Nonostante in generale prevalgano le situazioni di sostanziale stabilità (il 61% delle aziende ha segnalato un contesto di fatto immutato per quanto riguarda la produzione), il 33% delle imprese ha accusato una flessione e soltanto nel 6% dei casi c’è stato uno sviluppo positivo dello scenario da un anno all’altro.
Un quadro, quello evidenziato dalle analisi dell’Ufficio studi della Camera di commercio dell’Emilia sulle piccole e medie imprese (fino a 500 dipendenti), che è più o meno in linea con l’andamento regionale solo per quanto riguarda le aziende in fase di crescita o in situazioni di stabilità, mentre la percentuale di chi denuncia un calo in provincia di Reggio è di 5 punti superiore alla media emiliano-romagnola.

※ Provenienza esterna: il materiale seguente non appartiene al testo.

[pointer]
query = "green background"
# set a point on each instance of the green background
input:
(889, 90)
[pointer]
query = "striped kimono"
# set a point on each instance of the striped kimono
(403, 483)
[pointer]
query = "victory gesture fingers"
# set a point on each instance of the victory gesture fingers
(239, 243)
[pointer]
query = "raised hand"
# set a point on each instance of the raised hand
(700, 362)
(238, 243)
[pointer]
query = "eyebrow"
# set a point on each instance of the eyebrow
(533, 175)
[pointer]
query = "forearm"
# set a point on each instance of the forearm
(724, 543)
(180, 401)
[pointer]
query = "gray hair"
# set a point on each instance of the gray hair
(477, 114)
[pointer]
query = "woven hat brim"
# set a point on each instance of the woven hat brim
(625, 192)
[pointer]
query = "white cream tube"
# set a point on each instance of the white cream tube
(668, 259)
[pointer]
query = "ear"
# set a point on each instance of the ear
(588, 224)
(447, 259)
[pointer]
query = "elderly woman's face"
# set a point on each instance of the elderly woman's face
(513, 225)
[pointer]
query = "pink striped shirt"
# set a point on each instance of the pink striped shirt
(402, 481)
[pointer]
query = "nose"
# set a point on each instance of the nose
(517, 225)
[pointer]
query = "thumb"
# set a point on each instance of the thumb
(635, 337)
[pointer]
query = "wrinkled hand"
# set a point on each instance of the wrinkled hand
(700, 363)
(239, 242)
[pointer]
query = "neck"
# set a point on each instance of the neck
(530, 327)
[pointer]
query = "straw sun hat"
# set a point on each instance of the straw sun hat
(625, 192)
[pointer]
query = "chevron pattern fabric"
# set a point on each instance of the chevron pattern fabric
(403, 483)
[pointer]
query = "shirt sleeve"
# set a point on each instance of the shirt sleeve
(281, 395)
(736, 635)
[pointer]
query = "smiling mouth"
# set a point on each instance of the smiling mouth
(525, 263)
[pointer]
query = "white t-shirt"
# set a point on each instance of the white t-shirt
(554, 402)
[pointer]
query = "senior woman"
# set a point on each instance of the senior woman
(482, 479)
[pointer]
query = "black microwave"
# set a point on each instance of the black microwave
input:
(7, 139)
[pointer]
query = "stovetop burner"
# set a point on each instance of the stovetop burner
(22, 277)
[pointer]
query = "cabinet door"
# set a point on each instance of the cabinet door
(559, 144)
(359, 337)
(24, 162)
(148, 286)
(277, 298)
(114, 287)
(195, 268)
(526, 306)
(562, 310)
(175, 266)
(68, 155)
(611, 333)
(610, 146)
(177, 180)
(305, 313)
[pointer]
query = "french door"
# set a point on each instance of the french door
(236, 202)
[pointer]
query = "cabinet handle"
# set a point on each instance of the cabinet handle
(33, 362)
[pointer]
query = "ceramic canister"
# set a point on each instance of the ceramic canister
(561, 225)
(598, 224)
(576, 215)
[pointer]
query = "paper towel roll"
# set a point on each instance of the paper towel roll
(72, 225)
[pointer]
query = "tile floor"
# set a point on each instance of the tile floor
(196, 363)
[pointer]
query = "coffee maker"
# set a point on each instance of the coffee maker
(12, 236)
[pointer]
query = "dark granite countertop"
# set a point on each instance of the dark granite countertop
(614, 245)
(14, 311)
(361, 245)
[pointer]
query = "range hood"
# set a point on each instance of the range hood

Abbastanza equivalente appare anche la fotografia del settore dell’artigianato: in questo caso la percentuale di aziende che hanno rilevato cali di produzione si attesta al 34%, mentre il 58% del campione ha dichiarato una sostanziale stabilità; è dell’8%, invece, la quota di imprese che hanno registrato aumenti.
Parlando di volume d’affari (fatturato), le variazioni percentuali rispetto al secondo trimestre del 2024 hanno evidenziato un calo del 3,3% (un dato appena migliore del calo medio regionale: -3,5%); ancora peggio l’artigianato, che perde il 4,2% (in Emilia-Romagna: -4,6%). La flessione più evidente ha riguardato le micro e piccole imprese, come del resto confermano indirettamente i dati diffusi recentemente dalla Cassa Edile di Reggio a proposito della massa salari, apparsi in crescita su base annuale.
Per quanto riguarda le previsioni delle imprese reggiane del settore delle costruzioni sull’evoluzione della propria attività nei prossimi dodici mesi, il 74% ipotizza una situazione di sostanziale stabilità, il 20% delinea uno scenario di possibile sviluppo e solo il 6% si attende un calo; nell’artigianato le percentuali sono invece rispettivamente dell’86%, del 4% e del 10%.